Ascott REIT's profits up 1% to $65.05m in Q3

This was due to lower revenue from the sale of Ascott Raffles Place Singapore.

Ascott Residence Trust’s (Ascott REIT) gross profits inched up 1% YoY to $65.05m in Q3 compared to $64.15m in Q3 2018, an announcement revealed. Revenue dipped 2% YoY to $132.45m from $134.48m over the same period last year.

Also read: Ascott REIT's net profit up 7% to $63.1m in Q2

The slight rise was attributed to the adoption of FRS 116 Leases with effect from 1 January 2019, partially offset by lower revenue due to the divestment of Ascott Raffles Place Singapore in May.

Unit holders’ distribution climbed 6% YoY to $41.6m in Q3 from $39.4m in Q3 2018, which included a one-off partial distribution of a $4m gain from the divestment of Ascott Raffles Place Singapore.
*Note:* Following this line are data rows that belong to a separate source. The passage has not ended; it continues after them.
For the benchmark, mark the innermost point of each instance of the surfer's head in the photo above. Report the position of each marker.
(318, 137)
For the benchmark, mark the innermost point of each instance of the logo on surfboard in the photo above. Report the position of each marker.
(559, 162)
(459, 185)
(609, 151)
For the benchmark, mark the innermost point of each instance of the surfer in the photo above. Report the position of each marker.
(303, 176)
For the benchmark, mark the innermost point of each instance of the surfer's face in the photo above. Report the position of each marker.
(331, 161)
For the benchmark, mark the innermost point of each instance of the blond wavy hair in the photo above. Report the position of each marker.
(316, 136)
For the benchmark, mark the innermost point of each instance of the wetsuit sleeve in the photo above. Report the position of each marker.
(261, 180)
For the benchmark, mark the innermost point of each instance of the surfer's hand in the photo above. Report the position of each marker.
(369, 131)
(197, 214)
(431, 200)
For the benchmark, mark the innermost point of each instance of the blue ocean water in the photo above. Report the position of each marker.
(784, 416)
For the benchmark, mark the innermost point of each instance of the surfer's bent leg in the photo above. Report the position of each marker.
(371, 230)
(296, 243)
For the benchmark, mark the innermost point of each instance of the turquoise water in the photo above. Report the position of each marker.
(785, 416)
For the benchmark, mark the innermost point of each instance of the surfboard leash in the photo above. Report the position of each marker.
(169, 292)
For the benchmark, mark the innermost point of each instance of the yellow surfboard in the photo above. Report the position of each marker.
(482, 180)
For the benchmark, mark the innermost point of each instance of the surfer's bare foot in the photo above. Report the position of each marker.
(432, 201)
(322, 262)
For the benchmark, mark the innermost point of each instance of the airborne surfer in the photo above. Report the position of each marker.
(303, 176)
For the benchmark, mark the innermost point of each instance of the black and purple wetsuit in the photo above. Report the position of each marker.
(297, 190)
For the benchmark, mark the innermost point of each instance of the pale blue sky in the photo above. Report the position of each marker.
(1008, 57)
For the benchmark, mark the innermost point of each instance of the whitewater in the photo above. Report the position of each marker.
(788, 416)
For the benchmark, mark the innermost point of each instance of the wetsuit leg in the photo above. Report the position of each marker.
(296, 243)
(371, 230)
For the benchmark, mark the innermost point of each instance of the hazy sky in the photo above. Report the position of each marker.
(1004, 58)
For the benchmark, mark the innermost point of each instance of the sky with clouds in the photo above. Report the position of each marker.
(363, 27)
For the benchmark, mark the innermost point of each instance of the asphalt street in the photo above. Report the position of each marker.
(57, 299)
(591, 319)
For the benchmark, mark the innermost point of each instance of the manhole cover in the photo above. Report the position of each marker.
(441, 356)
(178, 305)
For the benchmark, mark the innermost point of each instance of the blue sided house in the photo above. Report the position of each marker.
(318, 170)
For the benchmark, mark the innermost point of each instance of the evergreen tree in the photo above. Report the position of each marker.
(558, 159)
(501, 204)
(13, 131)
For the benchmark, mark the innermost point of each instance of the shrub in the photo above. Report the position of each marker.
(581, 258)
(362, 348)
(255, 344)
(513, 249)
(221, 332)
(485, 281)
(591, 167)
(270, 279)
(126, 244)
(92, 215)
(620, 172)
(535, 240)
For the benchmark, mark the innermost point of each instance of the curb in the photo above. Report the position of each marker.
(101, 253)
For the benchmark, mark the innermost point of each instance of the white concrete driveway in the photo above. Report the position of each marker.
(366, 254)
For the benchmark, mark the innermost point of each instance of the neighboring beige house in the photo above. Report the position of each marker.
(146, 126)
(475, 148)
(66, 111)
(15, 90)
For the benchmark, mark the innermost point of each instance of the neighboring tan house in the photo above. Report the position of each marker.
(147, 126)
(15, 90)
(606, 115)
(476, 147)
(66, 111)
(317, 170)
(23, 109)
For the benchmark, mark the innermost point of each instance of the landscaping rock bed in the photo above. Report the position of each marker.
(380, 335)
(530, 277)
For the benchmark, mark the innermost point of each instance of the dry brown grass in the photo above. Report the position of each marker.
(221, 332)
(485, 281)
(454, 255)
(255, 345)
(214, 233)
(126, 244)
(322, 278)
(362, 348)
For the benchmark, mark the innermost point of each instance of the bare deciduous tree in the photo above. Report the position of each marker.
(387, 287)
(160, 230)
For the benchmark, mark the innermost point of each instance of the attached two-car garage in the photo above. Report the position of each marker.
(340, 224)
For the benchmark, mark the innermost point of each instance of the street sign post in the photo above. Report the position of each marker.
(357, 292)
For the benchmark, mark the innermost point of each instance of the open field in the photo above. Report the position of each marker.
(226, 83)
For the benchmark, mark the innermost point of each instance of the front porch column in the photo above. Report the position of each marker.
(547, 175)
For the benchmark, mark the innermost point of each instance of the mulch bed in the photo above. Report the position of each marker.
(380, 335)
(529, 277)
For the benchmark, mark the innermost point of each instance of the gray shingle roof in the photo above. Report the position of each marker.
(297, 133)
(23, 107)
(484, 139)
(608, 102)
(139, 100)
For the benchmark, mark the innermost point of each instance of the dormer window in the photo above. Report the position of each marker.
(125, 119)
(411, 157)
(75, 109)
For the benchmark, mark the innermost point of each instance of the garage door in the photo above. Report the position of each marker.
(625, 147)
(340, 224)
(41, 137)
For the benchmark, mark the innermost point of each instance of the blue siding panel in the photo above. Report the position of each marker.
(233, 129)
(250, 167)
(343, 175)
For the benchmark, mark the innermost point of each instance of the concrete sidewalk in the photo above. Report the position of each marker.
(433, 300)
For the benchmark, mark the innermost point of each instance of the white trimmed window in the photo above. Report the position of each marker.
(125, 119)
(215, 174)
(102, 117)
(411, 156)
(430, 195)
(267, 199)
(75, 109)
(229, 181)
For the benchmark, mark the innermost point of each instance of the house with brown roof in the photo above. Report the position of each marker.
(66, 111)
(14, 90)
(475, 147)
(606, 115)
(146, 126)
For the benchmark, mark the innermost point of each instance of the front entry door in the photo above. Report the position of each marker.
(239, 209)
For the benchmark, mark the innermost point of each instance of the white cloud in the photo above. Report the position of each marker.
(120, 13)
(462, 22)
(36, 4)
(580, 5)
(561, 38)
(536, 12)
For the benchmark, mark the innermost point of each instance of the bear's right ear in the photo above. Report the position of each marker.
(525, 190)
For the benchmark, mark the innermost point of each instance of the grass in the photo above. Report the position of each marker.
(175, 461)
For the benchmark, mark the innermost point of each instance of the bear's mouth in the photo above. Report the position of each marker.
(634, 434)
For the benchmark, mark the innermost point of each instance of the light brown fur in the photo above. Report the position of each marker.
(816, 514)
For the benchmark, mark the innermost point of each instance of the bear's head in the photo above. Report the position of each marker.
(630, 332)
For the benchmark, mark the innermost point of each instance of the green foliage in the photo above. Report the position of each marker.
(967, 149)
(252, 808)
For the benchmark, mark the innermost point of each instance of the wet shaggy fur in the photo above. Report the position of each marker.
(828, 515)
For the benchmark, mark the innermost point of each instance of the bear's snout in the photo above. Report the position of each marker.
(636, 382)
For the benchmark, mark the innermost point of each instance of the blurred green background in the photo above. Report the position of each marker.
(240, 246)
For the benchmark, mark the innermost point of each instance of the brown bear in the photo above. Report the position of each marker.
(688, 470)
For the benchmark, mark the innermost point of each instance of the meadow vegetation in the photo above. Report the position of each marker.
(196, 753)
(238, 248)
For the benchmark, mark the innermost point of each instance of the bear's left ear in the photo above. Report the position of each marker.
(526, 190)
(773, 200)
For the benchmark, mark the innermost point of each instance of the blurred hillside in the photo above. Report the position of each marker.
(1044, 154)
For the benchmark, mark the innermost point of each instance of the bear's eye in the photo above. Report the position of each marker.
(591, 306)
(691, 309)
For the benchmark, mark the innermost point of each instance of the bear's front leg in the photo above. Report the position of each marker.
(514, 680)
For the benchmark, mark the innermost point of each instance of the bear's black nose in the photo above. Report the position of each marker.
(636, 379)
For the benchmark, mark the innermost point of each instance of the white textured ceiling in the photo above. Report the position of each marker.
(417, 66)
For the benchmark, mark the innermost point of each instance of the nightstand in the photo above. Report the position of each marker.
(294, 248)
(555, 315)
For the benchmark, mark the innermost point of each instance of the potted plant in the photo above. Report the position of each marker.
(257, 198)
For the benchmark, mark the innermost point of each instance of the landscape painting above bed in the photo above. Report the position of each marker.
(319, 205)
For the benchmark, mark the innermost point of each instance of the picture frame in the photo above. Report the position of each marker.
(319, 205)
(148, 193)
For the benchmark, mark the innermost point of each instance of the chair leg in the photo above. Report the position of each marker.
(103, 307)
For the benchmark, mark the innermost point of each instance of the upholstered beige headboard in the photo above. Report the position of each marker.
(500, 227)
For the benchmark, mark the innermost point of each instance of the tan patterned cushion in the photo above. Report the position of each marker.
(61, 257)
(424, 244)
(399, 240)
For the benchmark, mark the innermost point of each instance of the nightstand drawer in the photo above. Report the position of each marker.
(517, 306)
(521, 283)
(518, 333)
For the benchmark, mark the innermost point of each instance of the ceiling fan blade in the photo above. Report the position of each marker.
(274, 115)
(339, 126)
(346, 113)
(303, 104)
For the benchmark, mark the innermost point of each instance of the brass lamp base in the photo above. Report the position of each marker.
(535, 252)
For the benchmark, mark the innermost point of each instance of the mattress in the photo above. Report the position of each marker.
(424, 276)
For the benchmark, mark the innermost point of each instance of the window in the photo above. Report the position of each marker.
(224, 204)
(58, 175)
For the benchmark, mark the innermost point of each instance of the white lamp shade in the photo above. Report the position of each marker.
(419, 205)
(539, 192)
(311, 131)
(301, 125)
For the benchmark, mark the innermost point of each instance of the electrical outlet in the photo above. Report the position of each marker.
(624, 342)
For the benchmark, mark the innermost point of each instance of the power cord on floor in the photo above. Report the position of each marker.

Distribution per unit (DPU) also rose 5% YoY to $0.0191 during the quarter from $0.0182 last year.

Gross profits from the REIT’s Belgium and Spain portfolios rose by 29% and 13%, respectively, due to stronger leisure demand. Gross profit for Vietnam also climbed 7% because of higher demand from corporate travellers; whilst the United Kingdom’s gross profits increased 5% amidst higher corporate and leisure demand.

Revenue decreased in Japan (-4%), Malaysia (-1%), Philippines (-2%) and China (-4%) due to lower rental rates and soft demand.

On 21 October, Ascott REIT unitholders approved the proposed combination with Ascendas Hospitality Trust (A-HTRUST), which would make it the largest hospitality trust in Asia Pacific, according to Bob Tan, chairman of Ascott Residence Trust Management Limited (ARTML).